Center for Strategic Decision Research

Paris '07 Workshop

Why the Alliance Needs a New Strategic Concept and a
New Shared trans-Atlantic Vision to
Address the Challenges of the Future

Italian Chief of General Staff Admiral Giampaolo Di Paola
Admiral Giampaolo Di Paola
Italian Chief of General Staff

Admiral Giampaolo Di Paola (right), Chief of Defense of Italy, with U.S. Assistant Secretary of Defense Hon. John Grimes.

"What is the mission of NATO? If we don’t have a new mission, if we don’t have a new covenant between Europe
and the United States, we will not have a shared future."

The point I want to make is that nothing remarkable has come from the Riga summit, just as nothing remarkable has come from the Prague and Istanbul summits. Somehow we are floating over the water but with no clear sense of direction. The communiqués that transmit to people what the summits are for are very nicely crafted, but nothing gives you a sense of what really has come out of them, nothing captures your heart. We are actually just like businessmen, very properly dressed, carrying a briefcase, and very confident, but we’re just strolling around, not really knowing where we are going.

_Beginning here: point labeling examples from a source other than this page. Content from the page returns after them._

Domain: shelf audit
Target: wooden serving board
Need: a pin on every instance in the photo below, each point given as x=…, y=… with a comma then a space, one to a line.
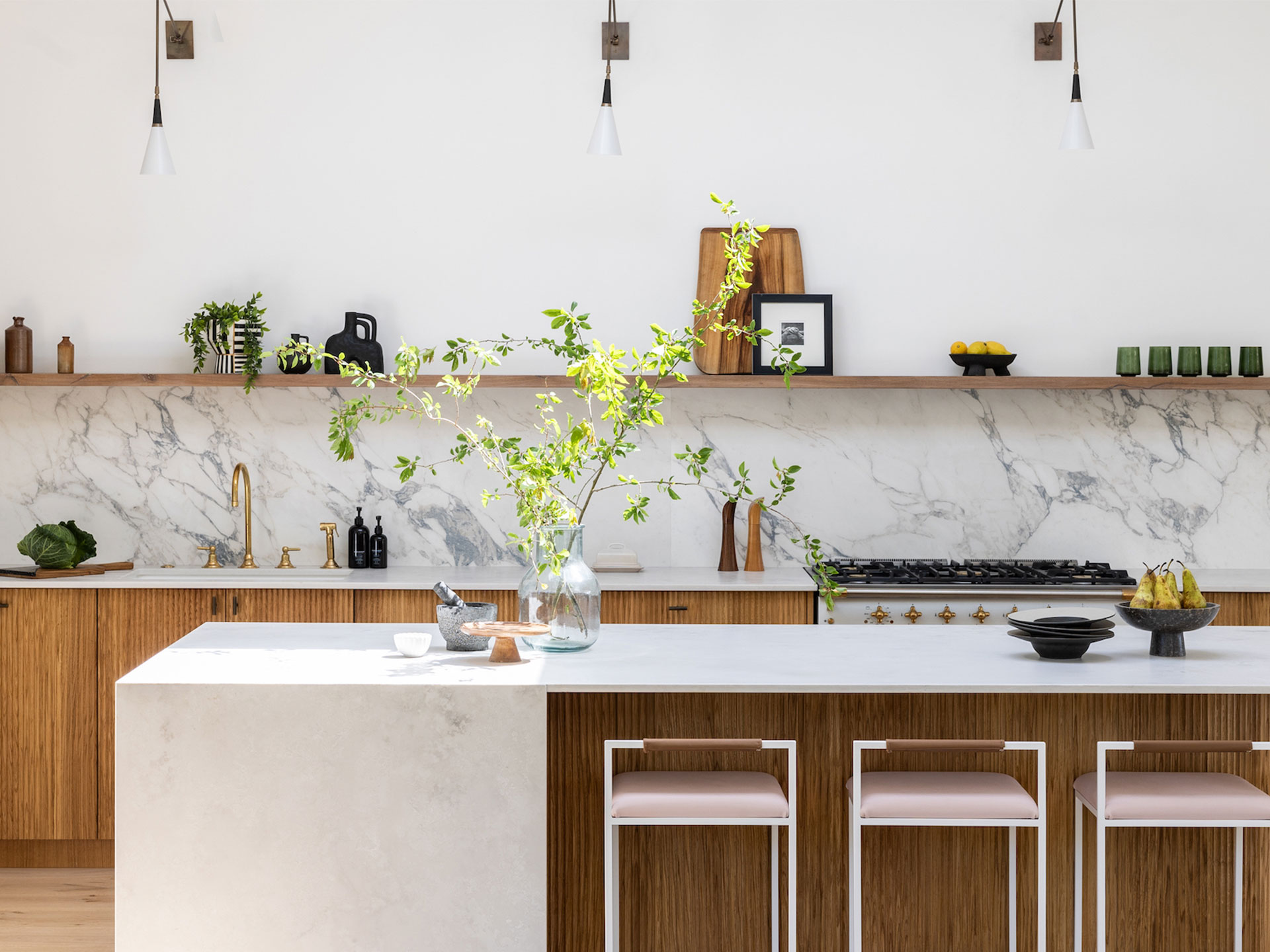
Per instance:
x=83, y=569
x=778, y=270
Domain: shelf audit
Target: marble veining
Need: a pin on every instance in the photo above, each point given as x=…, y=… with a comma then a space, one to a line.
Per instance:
x=1115, y=475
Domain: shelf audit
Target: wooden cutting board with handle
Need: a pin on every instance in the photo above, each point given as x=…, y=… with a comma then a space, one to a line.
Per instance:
x=778, y=270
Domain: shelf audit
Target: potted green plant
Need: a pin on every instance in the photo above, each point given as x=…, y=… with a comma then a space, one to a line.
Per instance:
x=575, y=457
x=233, y=333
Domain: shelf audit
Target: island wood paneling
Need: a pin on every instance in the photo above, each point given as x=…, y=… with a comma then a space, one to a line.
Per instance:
x=931, y=889
x=48, y=714
x=730, y=607
x=392, y=606
x=1241, y=608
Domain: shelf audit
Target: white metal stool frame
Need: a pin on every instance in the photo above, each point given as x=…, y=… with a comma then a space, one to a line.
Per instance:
x=857, y=822
x=1100, y=809
x=614, y=824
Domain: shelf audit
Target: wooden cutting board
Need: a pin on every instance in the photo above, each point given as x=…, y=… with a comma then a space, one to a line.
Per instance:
x=778, y=270
x=83, y=569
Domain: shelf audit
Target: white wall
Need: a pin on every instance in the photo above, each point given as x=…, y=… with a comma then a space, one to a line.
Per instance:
x=425, y=161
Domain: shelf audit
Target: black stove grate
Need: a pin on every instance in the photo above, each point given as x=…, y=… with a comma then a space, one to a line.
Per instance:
x=988, y=571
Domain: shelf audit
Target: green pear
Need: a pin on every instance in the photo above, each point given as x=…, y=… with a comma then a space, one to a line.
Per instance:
x=1166, y=594
x=1146, y=594
x=1191, y=596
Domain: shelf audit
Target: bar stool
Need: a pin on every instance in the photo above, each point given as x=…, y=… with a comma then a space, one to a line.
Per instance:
x=701, y=799
x=1162, y=799
x=948, y=799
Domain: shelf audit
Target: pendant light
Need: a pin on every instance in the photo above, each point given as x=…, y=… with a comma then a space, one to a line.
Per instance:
x=158, y=160
x=614, y=38
x=1076, y=134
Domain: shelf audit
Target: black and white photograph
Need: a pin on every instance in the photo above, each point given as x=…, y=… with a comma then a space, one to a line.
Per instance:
x=803, y=323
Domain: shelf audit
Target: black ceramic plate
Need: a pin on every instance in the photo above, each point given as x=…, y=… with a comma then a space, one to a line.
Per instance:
x=1064, y=631
x=1062, y=648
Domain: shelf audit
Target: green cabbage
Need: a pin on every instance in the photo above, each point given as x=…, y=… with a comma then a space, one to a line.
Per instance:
x=62, y=546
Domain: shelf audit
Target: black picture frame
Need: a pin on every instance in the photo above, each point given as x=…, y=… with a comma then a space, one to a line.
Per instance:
x=826, y=332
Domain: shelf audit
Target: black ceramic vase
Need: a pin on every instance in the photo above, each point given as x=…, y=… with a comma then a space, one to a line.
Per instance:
x=294, y=364
x=356, y=349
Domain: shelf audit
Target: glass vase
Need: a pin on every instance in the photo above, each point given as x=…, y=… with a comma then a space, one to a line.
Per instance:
x=567, y=600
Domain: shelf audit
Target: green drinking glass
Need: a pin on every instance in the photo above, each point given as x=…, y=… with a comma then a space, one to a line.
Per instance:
x=1128, y=361
x=1160, y=361
x=1220, y=362
x=1191, y=362
x=1250, y=362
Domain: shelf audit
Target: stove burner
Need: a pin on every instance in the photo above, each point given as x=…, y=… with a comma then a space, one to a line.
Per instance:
x=1001, y=573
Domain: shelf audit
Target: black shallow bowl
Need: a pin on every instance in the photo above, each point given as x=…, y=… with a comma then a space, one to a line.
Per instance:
x=1064, y=631
x=1062, y=648
x=978, y=365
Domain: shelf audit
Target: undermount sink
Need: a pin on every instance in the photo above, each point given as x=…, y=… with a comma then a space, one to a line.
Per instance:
x=235, y=575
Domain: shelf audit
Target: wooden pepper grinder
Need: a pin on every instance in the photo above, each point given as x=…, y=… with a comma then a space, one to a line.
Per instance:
x=17, y=347
x=755, y=547
x=728, y=550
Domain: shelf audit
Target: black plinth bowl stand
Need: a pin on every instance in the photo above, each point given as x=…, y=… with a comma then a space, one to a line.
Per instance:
x=1167, y=626
x=980, y=365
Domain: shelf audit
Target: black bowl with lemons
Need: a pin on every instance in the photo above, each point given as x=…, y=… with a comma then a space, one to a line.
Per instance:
x=978, y=365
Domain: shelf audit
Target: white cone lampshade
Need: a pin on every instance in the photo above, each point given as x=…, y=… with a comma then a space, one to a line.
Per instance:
x=158, y=160
x=1076, y=134
x=603, y=138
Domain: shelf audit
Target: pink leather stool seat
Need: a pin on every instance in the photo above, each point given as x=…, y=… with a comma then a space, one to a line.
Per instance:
x=926, y=795
x=698, y=793
x=1136, y=795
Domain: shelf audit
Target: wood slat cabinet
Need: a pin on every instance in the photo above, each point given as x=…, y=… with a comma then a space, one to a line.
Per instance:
x=48, y=714
x=732, y=607
x=390, y=606
x=135, y=625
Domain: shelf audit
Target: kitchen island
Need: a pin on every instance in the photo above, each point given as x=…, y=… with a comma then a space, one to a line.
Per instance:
x=337, y=795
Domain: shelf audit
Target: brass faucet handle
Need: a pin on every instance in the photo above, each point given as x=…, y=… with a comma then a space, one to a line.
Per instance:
x=212, y=561
x=332, y=531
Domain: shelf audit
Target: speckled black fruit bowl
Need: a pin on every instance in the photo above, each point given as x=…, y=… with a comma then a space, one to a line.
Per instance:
x=1167, y=625
x=1062, y=648
x=980, y=365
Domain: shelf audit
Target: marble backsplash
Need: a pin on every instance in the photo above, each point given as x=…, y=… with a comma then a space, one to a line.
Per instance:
x=1113, y=475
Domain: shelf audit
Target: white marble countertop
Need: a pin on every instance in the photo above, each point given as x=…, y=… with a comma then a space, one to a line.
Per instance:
x=423, y=576
x=714, y=658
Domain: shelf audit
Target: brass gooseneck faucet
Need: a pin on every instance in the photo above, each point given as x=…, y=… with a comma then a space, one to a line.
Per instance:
x=248, y=561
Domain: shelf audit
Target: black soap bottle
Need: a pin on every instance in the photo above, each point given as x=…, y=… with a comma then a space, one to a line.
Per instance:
x=359, y=542
x=379, y=546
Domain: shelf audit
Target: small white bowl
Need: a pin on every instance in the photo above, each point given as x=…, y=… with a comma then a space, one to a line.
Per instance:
x=413, y=644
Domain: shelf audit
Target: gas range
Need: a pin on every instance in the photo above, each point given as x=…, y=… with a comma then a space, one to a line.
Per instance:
x=974, y=592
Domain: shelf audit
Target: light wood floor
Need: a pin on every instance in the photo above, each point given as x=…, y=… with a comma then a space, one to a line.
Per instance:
x=48, y=910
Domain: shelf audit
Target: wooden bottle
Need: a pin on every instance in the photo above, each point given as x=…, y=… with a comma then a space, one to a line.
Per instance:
x=17, y=347
x=755, y=547
x=728, y=550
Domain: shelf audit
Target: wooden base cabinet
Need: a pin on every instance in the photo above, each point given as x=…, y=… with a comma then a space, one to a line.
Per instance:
x=48, y=714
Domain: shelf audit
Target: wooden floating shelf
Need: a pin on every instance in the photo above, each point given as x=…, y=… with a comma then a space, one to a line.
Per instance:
x=697, y=381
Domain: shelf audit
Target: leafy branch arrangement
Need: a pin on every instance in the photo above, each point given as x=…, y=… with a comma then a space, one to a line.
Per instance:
x=578, y=455
x=215, y=324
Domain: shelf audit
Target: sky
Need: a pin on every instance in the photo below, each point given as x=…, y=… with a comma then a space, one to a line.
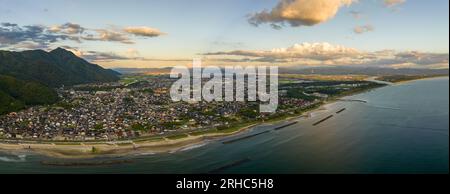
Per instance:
x=304, y=33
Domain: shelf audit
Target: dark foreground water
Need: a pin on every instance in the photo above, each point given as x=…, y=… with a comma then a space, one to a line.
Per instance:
x=401, y=129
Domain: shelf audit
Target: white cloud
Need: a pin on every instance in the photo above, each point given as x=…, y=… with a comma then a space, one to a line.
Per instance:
x=299, y=12
x=392, y=3
x=325, y=54
x=363, y=29
x=144, y=31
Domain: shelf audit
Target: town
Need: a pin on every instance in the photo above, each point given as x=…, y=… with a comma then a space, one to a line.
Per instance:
x=141, y=106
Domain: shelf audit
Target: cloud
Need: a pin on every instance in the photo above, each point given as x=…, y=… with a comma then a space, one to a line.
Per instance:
x=325, y=54
x=392, y=3
x=299, y=12
x=318, y=51
x=13, y=34
x=108, y=35
x=363, y=29
x=356, y=14
x=144, y=31
x=16, y=37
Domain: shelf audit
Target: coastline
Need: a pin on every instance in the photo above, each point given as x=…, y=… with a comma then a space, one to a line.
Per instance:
x=85, y=150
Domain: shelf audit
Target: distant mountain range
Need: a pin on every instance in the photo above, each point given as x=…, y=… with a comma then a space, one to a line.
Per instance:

THE NEED FOR A NEW SHARED VISION

We use the word “comprehensive” a lot. We have comprehensive guidance, a comprehensive approach, we are comprehensive, but what are we actually comprehensive about? What are we guiding? And what is our approach for? Are we using a nice frame because we don’t have a Caravaggio to put into the frame? Sometimes I get the impression that this is what we are doing. I believe Ambassador Eldon described the situation properly: we no longer have, and need to craft, a new shared vision of what to do in the future.

We have new challenges. General James Jones talked about some of them, including energy problems, the challenges of terrorism, the challenges of a flattening world, the challenge of globalization, the challenge of the information technology revolution, the challenge of the scarcity of resources, the challenge of the relationship between Western heritage or culture and the emerging Muslim world, the challenge of relations with emerging powers such as China, India, east Asia, Mexico, and Brazil. I don’t believe we have the shared vision of how to meet these challenges.

At the core of the issue is the relationship between the U.S. and Europe. If we are not able to define more properly our common vision for the future, we will certainly have a problem, because the words “transformation” and “expeditionary” are very nice mantra words but nothing more. It is nice for the military to be expeditionary, and it is nice for it to be transformational. But then what? Transformations are not missions, expeditions are not missions. They are only tools for missions that we must define.

Now is the time to start thinking about the way to acquire a new covenant, a new strategic concept, between Europe and the United States, but not because we want to have a nice piece of paper. When you sit down to write a new strategic concept, you are forced to think, to reflect, to debate, to discuss, and, eventually, to share. Sharing is critical, because if we don’t share, then we will have no shared vision and therefore no shared future. Developing a new strategic concept is really a way to forge a common understanding of how to tackle the future.

CONCLUDING REMARKS

Are Europe and the United States, as Kagan defined, Mars and Venus? I don’t know, but if we don’t tackle the issues I’ve just mentioned, then we will go nowhere. During the Cold War, we had a clear vision for confronting and containing the Warsaw Pact countries. I don’t believe we have that clear vision now, and it is time to try to find it. Ambassador Jean Ponton d’Amecourt said there are some great leaders who are able to change the flow of events, and we need their strong ideas to bring us together. What is the mission of NATO? If we don’t have a new mission, we don’t have a new covenant between Europe and the United States, and we will not have a shared future.